Devenu l’un des athlètes les plus ouverts à l’heure d'aborder le problème des maladies mentales, Cory Richards fait désormais face avec toute la lucidité dont il est capable. « J’ai passé la majeure partie de ma vie à essayer d’échapper à ma propre histoire de folie. J’ai couru vers l’horizon, pensant y trouver un avenir parfait où tout aurait un sens. J’ai eu peur d’être moi-même parce que j’ai appris très tôt que mon esprit était une chose dangereuse. Mais dans la quête d’une version idyllique de moi, je suis passé à côté de la joie d’être moi-même. Poursuivre l’horizon ne peut pas faire de mal tant que l’on comprend que, d’un certain point de vue, on y est déjà. J’ai choisi de vivre follement pour échapper à la folie. J’ai essayé de me rebeller, de faire plus, d’être meilleur, différent, j’ai pensé qu’ainsi je grimperais plus fort, j’explorerais plus loin, je créerais plus vite que mon esprit inquiet. Mais si le bruit et la folie étaient le cadeau ? »
"Si je suis attentif, ma polarité peut être ma profondeur"
« L’histoire de ma vie, de mon cerveau et de mon cœur que je choisis maintenant est la suivante : j’ai un bel esprit, unique et sauvagement créatif », poursuit-il. « Il est parfois un peu lunatique. Il s’est développé pour survivre, et en survivant, j’ai prospéré. Il m’a poussé à faire de belles choses et à découvrir le monde. Je ne suis pas impuissant face à ma sensibilité. Ma sensibilité me donne du pouvoir. J’écoute mon esprit même quand il part en vrille. De plus en plus souvent, je laisse mon cœur guider le navire. Ce n’est pas une histoire d’espoirs irréalistes, de bonheur ou de perfection. Si je suis attentif, ma polarité peut être ma profondeur. Elle m’a donné à explorer. Voilà l’histoire que je propose à tout le monde.

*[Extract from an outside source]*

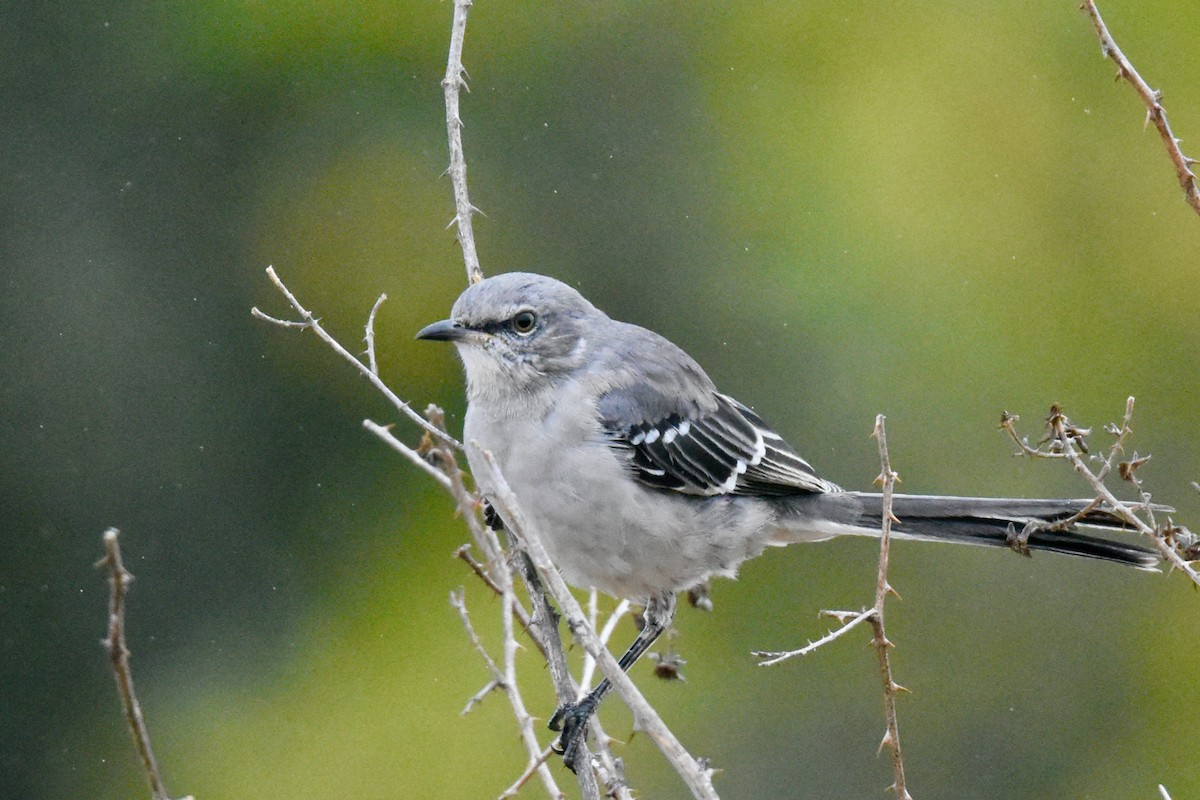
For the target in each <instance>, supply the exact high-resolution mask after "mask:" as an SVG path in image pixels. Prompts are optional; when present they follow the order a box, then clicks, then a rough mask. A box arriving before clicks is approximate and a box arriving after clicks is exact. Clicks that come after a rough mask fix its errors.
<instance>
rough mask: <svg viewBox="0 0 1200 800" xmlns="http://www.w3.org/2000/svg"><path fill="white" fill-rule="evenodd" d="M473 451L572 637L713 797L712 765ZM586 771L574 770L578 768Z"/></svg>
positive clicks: (646, 732)
mask: <svg viewBox="0 0 1200 800" xmlns="http://www.w3.org/2000/svg"><path fill="white" fill-rule="evenodd" d="M469 446H470V447H475V449H478V445H476V444H475V443H470V444H469ZM478 452H479V453H480V455H481V456H482V458H484V463H486V464H487V468H488V477H490V479H491V482H492V486H494V487H496V497H494V498H492V500H493V501H494V503H496V504H497V506H498V509H499V510H500V511H502V515H503V517H504V519H505V522H506V523H508V524H509V525H510V527H511V528H514V529H515V530H514V531H512V533H514V534H515V535H516V536H517V537H520V540H521V545H522V546H523V547H524V548H526V551H527V553H528V555H529V559H530V560H532V561H533V566H534V567H535V569H536V571H538V573H539V575H541V576H542V578H544V579H545V582H546V587H547V589H548V591H550V595H551V596H552V597H553V599H554V602H556V603H558V607H559V608H560V609H562V610H563V614H564V615H565V616H566V626H568V628H569V630H570V631H571V633H572V634H574V636H575V639H576V642H578V643H580V644H581V645H582V646H583V649H584V650H586V651H587V652H588V654H590V655H592V657H594V658H595V660H596V662H598V663H599V666H600V670H601V672H602V673H604V674H605V676H606V678H607V679H608V680H610V681H611V682H612V686H613V690H616V692H617V694H618V696H619V697H620V699H622V700H623V702H624V703H625V705H626V706H629V710H630V711H632V714H634V721H635V724H636V726H637V727H638V728H641V729H642V730H644V732H646V733H647V735H649V738H650V739H652V740H653V741H654V744H655V745H656V746H658V747H659V750H660V751H661V752H662V754H664V756H665V757H666V759H667V762H668V763H670V764H671V765H672V766H673V768H674V770H676V771H677V772H678V774H679V776H680V777H682V778H683V781H684V783H685V784H686V786H688V788H689V790H691V793H692V795H694V796H695V798H697V799H700V800H704V799H715V798H716V796H718V795H716V790H715V789H714V788H713V781H712V776H713V770H712V769H710V768H708V766H707V765H706V764H702V763H701V762H700V760H697V759H696V758H694V757H692V756H691V754H689V753H688V751H686V750H684V747H683V745H682V744H679V740H678V739H677V738H676V735H674V734H673V733H672V732H671V729H670V728H667V726H666V724H665V723H664V722H662V718H661V717H660V716H659V715H658V712H656V711H655V710H654V709H653V708H652V706H650V704H649V703H648V702H647V700H646V697H644V696H643V694H642V693H641V691H638V688H637V686H636V685H635V684H634V681H632V680H631V679H630V678H629V675H626V674H625V673H624V670H623V669H622V668H620V666H619V664H618V663H617V660H616V658H614V657H613V655H612V654H611V652H608V649H607V648H606V646H604V644H602V643H601V642H600V637H599V634H598V633H596V632H595V628H593V627H592V626H590V625H588V621H587V616H586V614H584V613H583V609H582V608H581V607H580V603H578V601H577V600H576V599H575V596H574V595H572V594H571V591H570V589H569V588H568V585H566V582H565V581H563V577H562V576H560V575H559V573H558V570H557V569H554V565H553V564H552V563H551V560H550V555H548V554H547V553H546V548H545V546H544V545H542V543H541V537H540V536H539V535H538V531H536V530H534V529H533V527H532V525H529V523H528V521H527V519H526V517H524V515H523V513H522V511H521V507H520V505H517V499H516V497H515V495H514V494H512V489H511V488H509V485H508V482H506V481H505V480H504V475H503V474H500V470H499V468H498V465H497V464H496V459H494V458H493V457H492V453H491V452H488V451H478ZM588 771H589V770H580V772H588Z"/></svg>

A 44 ans maintenant, comment envisage-t-il l’avenir ? « Je n’ai aucune idée de ce qui m’attend maintenant, mais je sais que je choisirai avec soin mon histoire », écrit-il. « Je ne suis ni alpiniste, ni photographe, ni écrivain, ni cinéaste. Je veux faire des films. Peut-être que j’écrirai un autre livre. Peut-être que je prendrai quelques photos de plus et même que j’escaladerai une montagne ou deux. Je sais que je veux continuer à raconter des histoires. »
A la lecture de son premier livre « Les brûlures de glace », on ne peut que souhaiter que d'autres suivent.